Entrepreneurs Go Where Doctors Can’t and Third-Party Payers Won’t
Before you ever approach your doctor's office, your third-party insurer has already determined what tasks will be paid for, what tasks will not and how much will be paid. As a result, doctors are not free to repackage and reprice their services the way other professionals do.
However, entrepreneurs are developing products that doctors cannot and are doing so largely outside the third-party payer system. Here are some examples provided by a CNN news story:
- Over the past two years, the number of retail clinics in pharmacies, supermarkets and big discount stores has jumped from 200 to 1,100.
- Nearly a third of companies have a clinic or are planning to open one by 2009, according to Watson Wyatt.
- Urgent care clinics are in almost every city of any reasonable size and are usually out-of-network providers.
- A relatively small number of physicians currently offer "Web visits," but are not usually covered by insurance.

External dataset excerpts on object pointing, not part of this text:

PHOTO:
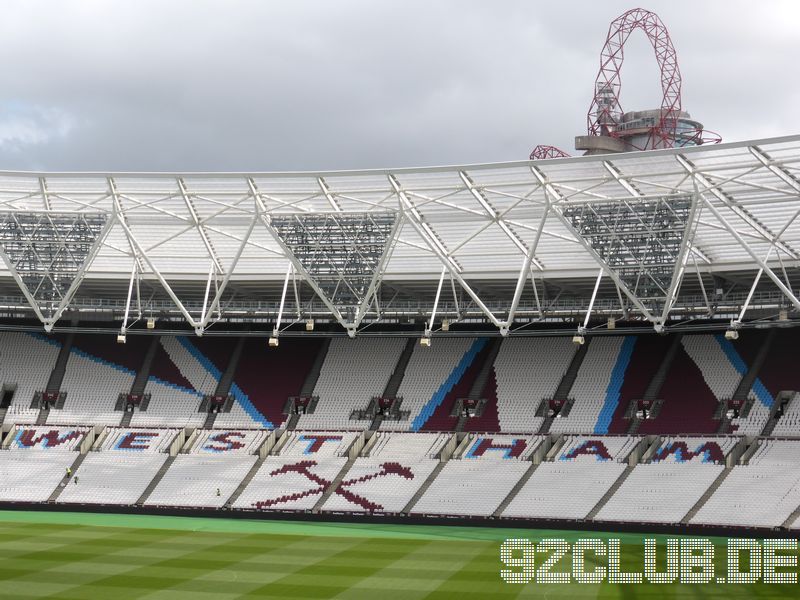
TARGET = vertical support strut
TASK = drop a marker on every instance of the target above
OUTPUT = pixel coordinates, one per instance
(435, 303)
(276, 330)
(591, 302)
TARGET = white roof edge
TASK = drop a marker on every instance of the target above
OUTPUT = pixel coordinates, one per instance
(405, 170)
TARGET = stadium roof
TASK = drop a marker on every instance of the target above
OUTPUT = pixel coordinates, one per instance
(675, 233)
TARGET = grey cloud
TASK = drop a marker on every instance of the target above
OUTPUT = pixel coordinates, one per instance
(248, 85)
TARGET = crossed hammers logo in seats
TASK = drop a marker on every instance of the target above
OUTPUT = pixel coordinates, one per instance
(303, 468)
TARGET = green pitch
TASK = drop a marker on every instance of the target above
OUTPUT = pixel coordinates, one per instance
(98, 557)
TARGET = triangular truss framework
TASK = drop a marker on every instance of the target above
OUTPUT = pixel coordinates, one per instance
(341, 255)
(48, 253)
(642, 241)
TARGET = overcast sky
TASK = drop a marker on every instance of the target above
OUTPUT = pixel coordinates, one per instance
(240, 85)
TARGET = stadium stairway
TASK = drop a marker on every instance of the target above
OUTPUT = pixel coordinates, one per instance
(225, 382)
(156, 480)
(41, 419)
(311, 379)
(143, 374)
(478, 386)
(706, 495)
(424, 487)
(748, 379)
(654, 387)
(246, 481)
(611, 491)
(390, 391)
(65, 481)
(127, 416)
(515, 490)
(57, 374)
(746, 384)
(566, 383)
(792, 518)
(774, 416)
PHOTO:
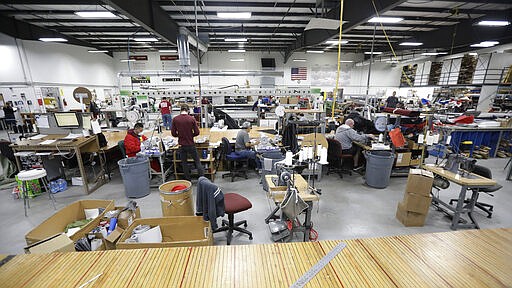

I think this is one of the great untold stories in health care. Other people — employers, nurses, entrepreneurs — are able to do what doctors generally cannot do, because they are harnessed and reined in by federal law and insurance compnay bureaucracies.
Notice that all of these innovative services are helping patients economize on time.
This is in contrast to the orthodox third party payer system, where a bureaucracy pays the bills and provider services are rationed by waiting.